Recalling the 2005 recapitalisation, which reduced the number of Nigerian banks from 89 to 25, Ikeazor noted that the current reforms are part of broader efforts to reposition the sector under the leadership of CBN Governor, Mr Olayemi Cardoso. He expressed confidence that most banks will meet the new requirements by the first quarter of 2026, either individually or through mergers. This exercise, he said, will position Nigerian banks to better support economic growth and compete globally.

Strategic Importance of Recapitalisation

The recapitalisation drive aims to create financial institutions capable of supporting big-ticket projects, expanding credit to the real sector, and driving Nigeria’s economic transformation agenda. This is particularly important in a country where access to credit remains a challenge for many businesses and entrepreneurs.

Prof. Tayo Otubanjo, a marketing professor at Lagos Business School, urged financial institutions to use the recapitalisation as an opportunity to engage in real banking. He suggested that banks should focus on extending credit to small businesses, traders, and artisans, who are vital to the economy. Otubanjo said, “After recapitalisation, banks will have more liquidity. This is the time to push funds into productive sectors and empower those who genuinely drive the economy.”

Reimagining Nigerian Banks

Mr Bolarinwa Babalola, President of ACAMB, described the retreat — returning after a 15-year hiatus — as a strategic platform for knowledge sharing among industry leaders, regulators, and financial communication professionals.
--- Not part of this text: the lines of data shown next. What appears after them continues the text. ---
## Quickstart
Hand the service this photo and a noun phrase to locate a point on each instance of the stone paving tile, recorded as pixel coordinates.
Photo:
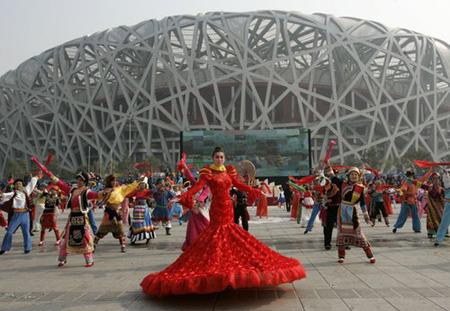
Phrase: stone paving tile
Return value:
(69, 296)
(326, 293)
(368, 304)
(130, 296)
(347, 293)
(414, 304)
(366, 293)
(387, 293)
(443, 302)
(406, 292)
(330, 304)
(89, 296)
(407, 268)
(445, 291)
(427, 292)
(50, 296)
(307, 294)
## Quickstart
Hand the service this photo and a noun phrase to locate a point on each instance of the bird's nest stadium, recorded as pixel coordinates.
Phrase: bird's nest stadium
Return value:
(131, 90)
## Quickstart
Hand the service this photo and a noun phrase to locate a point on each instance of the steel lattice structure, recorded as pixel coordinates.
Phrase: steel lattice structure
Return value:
(131, 90)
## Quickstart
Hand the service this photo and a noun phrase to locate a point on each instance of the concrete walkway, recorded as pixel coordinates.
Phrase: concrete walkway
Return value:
(410, 274)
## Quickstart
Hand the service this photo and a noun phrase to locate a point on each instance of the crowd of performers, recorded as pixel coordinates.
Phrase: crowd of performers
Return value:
(218, 252)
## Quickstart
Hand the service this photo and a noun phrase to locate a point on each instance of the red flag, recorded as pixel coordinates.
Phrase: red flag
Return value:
(328, 155)
(42, 167)
(306, 180)
(293, 179)
(377, 173)
(384, 187)
(267, 187)
(426, 164)
(181, 163)
(49, 159)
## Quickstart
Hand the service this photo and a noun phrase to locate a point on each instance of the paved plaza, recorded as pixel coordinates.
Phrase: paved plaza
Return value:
(410, 274)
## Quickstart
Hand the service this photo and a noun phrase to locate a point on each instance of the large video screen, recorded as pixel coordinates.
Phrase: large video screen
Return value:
(274, 153)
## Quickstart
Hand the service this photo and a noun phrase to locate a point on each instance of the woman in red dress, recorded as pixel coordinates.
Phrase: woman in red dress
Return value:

He emphasized that the recapitalisation drive is “not merely a regulatory hurdle” but a catalyst for re-imagining Nigerian banks as stronger and more inclusive institutions that can power the $1 trillion economy vision.

Babalola added, “Beyond balance-sheet growth, the real value lies in brand resilience — the ability to deepen trust among customers and investors—and in expanding financial inclusion for MSMEs, women-led enterprises, and the unbanked.”

New Capital Requirements

In March 2024, the CBN announced new minimum capital requirements for commercial banks. These include ₦500 billion for international banks, ₦200 billion for national banks, and ₦50 billion for regional banks. The apex bank stated that the recapitalisation policy was designed to strengthen the financial system, improve credit access to the real sector, and enable banks to play a catalytic role in achieving the $1 trillion economic target by 2030.